[Pyrex] A couple of questions about pyrex
Robert Bradshaw
robertwb at math.washington.edu
Tue May 12 20:54:28 CEST 2009
On May 12, 2009, at 9:15 AM, Franck Pommereau wrote:
>> Think further down the road after that is done,
>> if some day we decided to use 'cdef class' for
>> private class definitions
>
> I don't think that cdef should be interpreted as private. But it means
> that what follows is a native object (ie, implemented in C) instead
> of a
> Python object.
+1
> So if you cdef a type, a variable or a function, there is no way to
> access it from Python because C and Python have different conventions
> for such objects (eg, Python uses name bindings in environment and has
> no proper notion of variable, and calling conventions are different
> also).
>
> On the other hand, if you cdef a class, there is no way to see it as a
> class from C because there is no such notion here. But anyway you
> get a
> class implemented in C, which is considered a builtin class by Python.
>
> Presented this way, it looks fully consistent (at least to me).

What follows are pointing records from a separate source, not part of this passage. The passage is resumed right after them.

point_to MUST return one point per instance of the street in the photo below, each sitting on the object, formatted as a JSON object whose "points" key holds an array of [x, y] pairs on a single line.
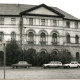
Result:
{"points": [[38, 73]]}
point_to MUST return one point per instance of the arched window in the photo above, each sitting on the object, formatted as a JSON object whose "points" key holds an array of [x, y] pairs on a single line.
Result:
{"points": [[30, 36], [54, 37], [1, 36], [13, 36], [68, 38], [43, 37], [77, 56], [77, 39]]}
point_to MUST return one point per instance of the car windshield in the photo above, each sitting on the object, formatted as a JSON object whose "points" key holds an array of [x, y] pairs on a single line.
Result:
{"points": [[22, 62]]}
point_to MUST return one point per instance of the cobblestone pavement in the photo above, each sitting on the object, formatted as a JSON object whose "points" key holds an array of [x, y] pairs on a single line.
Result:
{"points": [[38, 73]]}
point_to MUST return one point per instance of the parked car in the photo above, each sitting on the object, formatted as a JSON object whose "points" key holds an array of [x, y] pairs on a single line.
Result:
{"points": [[53, 64], [22, 64], [72, 64]]}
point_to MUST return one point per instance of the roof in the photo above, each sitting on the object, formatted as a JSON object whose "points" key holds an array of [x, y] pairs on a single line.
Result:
{"points": [[16, 9]]}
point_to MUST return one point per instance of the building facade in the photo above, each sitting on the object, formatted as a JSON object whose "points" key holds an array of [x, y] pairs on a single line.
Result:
{"points": [[41, 27]]}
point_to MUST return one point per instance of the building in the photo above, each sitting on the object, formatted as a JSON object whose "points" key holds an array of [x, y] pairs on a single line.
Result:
{"points": [[41, 27]]}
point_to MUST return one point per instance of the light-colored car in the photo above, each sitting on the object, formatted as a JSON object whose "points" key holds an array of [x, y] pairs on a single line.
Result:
{"points": [[53, 64], [72, 64], [20, 64]]}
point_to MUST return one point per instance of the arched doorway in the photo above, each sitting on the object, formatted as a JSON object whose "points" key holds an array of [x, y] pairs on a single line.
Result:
{"points": [[54, 56], [77, 55]]}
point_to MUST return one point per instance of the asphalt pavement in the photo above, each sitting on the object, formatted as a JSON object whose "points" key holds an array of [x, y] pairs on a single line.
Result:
{"points": [[38, 73]]}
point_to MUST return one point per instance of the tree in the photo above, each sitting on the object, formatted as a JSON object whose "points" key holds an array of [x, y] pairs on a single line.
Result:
{"points": [[66, 56], [42, 58], [12, 52]]}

cdef statements are used in a variety of declaration scenarios (cdef
classes, cdef extern blocks, cdef variables and methods) and I think
the best way to think about them is "something at the C level is
going on here." In any case, the current syntax is not going away/
changing meaning if just for backwards incompatibility reasons. Also,
the distinction between classes and types is still large enough that
on needs to distinguish them, and "explicit is better than implicit."